The new design must carry over existing VLANs for workloads.

The networking for storage must not share the data path with workload traffic.

The new design must be able to add additional VLANS.

The new design must reduce management overhead.

The new replacement servers have two 100GB network cards.

Which design will meet the requirements for existing workload networks and allow scaling of additional networks?

AOne vSphere standard switch (VSS) configuration
Workload and storage traffic on separate uplinks

BOne vSphere standard switch (VSS) configuration
Workload and storage traffic on separate uplinks

CTwo vSphere distributed switches (VDS)
Each VDS uses one uplink as active and the other uplink as passive
Existing and new workload traffic on one VDS and storage traffic on the other VDS

DOne vSphere distributed switch (VDS) configuration
The VDS uses aggregated uplinks
Workload and storage traffic on the aggregated uplinks

Answer : D

The customer's requirements include the following:

Carry over existing VLANs for workloads: This can be easily achieved with a vSphere distributed switch (VDS), as it supports the configuration of VLANs and ensures that they can be applied to multiple ESXi hosts across the data center.

Networking for storage must not share the data path with workload traffic: By using aggregated uplinks in the VDS configuration, the architect can easily separate workload traffic and storage traffic by using different uplinks or VLANs. Aggregated uplinks ensure that there is sufficient bandwidth for both workloads and storage, while keeping them logically separated in terms of traffic management.

Add additional VLANs: A VDS supports the dynamic addition of VLANs.

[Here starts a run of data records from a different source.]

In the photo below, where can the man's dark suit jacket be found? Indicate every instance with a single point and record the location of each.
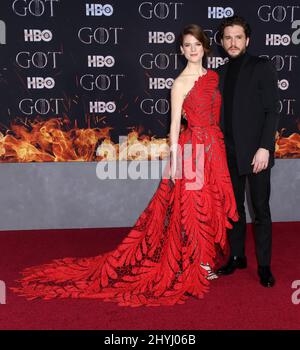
(255, 110)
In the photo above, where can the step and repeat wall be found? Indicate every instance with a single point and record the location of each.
(77, 74)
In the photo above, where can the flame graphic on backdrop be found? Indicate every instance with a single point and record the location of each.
(54, 140)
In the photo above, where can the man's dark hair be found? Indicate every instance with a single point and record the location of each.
(235, 20)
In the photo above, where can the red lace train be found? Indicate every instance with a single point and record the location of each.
(158, 263)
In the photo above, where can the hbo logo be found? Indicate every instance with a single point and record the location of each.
(283, 84)
(100, 61)
(102, 107)
(161, 37)
(160, 83)
(220, 12)
(277, 39)
(37, 35)
(40, 83)
(98, 10)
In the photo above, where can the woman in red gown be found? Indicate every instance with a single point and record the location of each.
(171, 251)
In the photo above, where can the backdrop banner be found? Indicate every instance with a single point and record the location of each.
(75, 75)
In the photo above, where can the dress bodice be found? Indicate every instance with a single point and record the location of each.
(203, 102)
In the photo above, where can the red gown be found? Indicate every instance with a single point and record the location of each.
(158, 263)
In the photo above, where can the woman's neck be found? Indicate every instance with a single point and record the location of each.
(195, 69)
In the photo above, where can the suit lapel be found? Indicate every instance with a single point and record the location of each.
(221, 87)
(241, 83)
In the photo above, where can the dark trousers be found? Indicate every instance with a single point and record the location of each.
(260, 194)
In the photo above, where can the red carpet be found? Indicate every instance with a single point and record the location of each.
(234, 302)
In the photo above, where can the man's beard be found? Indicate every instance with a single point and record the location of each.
(238, 55)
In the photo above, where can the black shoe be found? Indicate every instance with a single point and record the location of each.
(235, 262)
(266, 277)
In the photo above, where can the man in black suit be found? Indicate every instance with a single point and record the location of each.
(249, 119)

New VLANs can be added and managed centrally, reducing the complexity and management overhead when scaling the network.

Reduce management overhead: The use of a single VDS significantly reduces management complexity compared to managing multiple vSphere standard switches (VSS). With VDS, network configuration and management are centralized and simplified across all ESXi hosts.

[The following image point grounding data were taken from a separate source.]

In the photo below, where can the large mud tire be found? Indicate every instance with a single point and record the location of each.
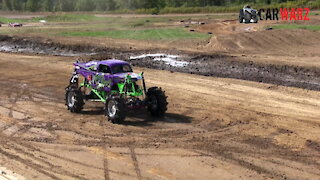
(157, 101)
(116, 110)
(74, 99)
(241, 16)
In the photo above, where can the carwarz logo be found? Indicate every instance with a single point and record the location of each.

Given that the new replacement servers have two 100 GB network cards, the aggregated uplinks in a VDS configuration will provide the required network capacity while ensuring that traffic is properly segmented and scalable.

Question 6

An architect is updating the design for a vSphere environment.

During a workshop focused on security, the following has been identified:

It has been determined that any configuration of ESXi hosts can only be completed via VMware vCenter

The Direct Console User Interface (DCUI) service must be disabled on ESXi hosts

The SSH service must be disabled on ESXi hosts

Based on the information from the workshop, which element does the architect need to include in the design?

AStrict Lockdown Mode

BNormal Lockdown Mode

CNormal Lockdown Mode with a defined Exception User list

DStrict Lockdown Mode with a defined Exception User list

Answer : A

Strict Lockdown Mode is the correct choice because it restricts all access to the ESXi host directly, ensuring that configuration can only be performed through VMware vCenter. This is in line with the requirement that configuration can only be done via vCenter.

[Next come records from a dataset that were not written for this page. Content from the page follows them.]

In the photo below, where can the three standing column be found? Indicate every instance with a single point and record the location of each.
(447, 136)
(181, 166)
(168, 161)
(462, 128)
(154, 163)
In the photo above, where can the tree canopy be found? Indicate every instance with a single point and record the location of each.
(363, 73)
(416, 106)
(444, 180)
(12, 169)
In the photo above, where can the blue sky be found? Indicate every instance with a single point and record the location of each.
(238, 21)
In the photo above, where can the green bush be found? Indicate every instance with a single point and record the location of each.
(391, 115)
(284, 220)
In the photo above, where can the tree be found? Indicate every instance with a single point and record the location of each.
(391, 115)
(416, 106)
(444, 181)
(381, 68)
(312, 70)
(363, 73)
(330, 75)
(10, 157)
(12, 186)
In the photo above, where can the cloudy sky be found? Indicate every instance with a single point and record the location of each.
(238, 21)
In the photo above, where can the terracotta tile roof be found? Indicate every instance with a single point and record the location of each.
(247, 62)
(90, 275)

Strict Lockdown Mode disables the Direct Console User Interface (DCUI) and SSH services, which aligns with the customer's requirement to have these services disabled for security purposes.

Question 7

A company has the requirement to ensure that business-critical applications have the necessary network bandwidth to function optimally and maintain a consistent quality of service (QoS).

Which statement would be included in the conceptual design to support this requirement?

AA distributed switch will be created and Network I/O Control will be enabled.

BThe network infrastructure must ensure secure communications and efficiently use available bandwidth.

CNetwork resource pool named 'bca-pool-02' is given a reservation quota of 5Gbit/sec.

DThe distributed switch will use a minimum of 25Gbps Ethernet.

Answer : A

This statement supports the requirement for ensuring that business-critical applications have the necessary network bandwidth and maintain consistent quality of service (QoS). By creating a distributed switch and enabling Network I/O Control, you can prioritize network traffic and ensure that the necessary bandwidth is allocated to critical applications, improving their performance and quality of service.